Unlike traditional teaching spaces, Greenacre provides a real-world environment where students can explore sustainability challenges through direct experience. It supports teaching, research, community engagement, and interdisciplinary collaboration across multiple UCD schools.

The site has become a space where students don’t just learn about sustainability, they actively practise it.

What Happens at Greenacre?

Greenacre hosts a wide range of learning and research activities, including:

  • Sustainability-focused undergraduate and postgraduate teaching.
  • Biodiversity monitoring and species identification workshops.
  • Urban hedgerow planting and ecological restoration projects.
  • Circular economy initiatives.
  • Student-led sustainability experiments and research projects.
  • Community events and public engagement activities.

Students taking programmes such as Design a Sustainable Future and the MSc in Design Thinking for Sustainability use Greenacre as a practical learning environment where sustainability concepts can be tested and applied.

How Does Greenacre Demonstrate the Circular Economy?

One of Greenacre’s most innovative projects is its mushroom farming initiative.

The project uses coffee grounds collected from the UCD University Club as a growing medium for oyster mushrooms. The mushrooms are then supplied back to the University Club, creating a closed-loop system that transforms waste into food.

This initiative demonstrates key circular economy principles, including waste reduction, local food production, resource efficiency, and cross-disciplinary collaboration.
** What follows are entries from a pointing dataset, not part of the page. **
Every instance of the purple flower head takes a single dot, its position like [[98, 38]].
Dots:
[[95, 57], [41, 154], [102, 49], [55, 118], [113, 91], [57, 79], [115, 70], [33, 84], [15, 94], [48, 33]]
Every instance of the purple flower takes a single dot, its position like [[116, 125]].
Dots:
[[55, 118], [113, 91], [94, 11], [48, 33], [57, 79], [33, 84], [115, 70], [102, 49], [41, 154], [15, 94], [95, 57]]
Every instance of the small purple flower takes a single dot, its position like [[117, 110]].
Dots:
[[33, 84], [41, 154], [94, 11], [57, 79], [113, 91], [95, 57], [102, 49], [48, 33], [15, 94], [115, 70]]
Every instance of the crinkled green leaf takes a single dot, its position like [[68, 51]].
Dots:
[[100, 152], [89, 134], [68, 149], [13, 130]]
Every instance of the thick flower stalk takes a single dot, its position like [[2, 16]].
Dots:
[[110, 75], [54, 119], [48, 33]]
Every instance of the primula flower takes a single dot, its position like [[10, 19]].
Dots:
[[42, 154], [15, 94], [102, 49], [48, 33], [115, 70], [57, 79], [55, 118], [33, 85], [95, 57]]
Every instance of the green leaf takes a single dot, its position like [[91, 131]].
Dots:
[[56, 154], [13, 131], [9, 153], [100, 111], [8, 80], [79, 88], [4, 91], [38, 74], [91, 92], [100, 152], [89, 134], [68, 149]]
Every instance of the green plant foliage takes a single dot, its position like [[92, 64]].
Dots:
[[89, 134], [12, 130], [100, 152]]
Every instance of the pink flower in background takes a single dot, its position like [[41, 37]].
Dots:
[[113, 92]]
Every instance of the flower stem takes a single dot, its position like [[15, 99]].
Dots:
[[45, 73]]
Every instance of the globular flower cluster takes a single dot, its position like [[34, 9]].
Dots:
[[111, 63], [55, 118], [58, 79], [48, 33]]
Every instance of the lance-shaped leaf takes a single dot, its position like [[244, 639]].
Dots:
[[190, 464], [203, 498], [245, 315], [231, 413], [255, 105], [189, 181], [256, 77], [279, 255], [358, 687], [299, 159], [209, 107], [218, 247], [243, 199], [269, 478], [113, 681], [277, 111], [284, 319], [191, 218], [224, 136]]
For students, it provides a living example of how sustainable systems can be designed, tested, and implemented in practice.

Check out examples of how we collaborated with different units within UCD by reading our flipbook below. Alternatively, you may view it on our Issuu: How UCD Living Labs Support Research and Learning in UCD.

 

Why Are Living Labs Important for Research and Learning?

The MakerSpace and Greenacre create opportunities for students and researchers to build, test, collaborate, and solve real-world problems.

By combining innovation, technology, sustainability, and experiential learning, UCD Innovation Academy’s Living Labs are helping prepare students not only to understand complex challenges but to actively address them.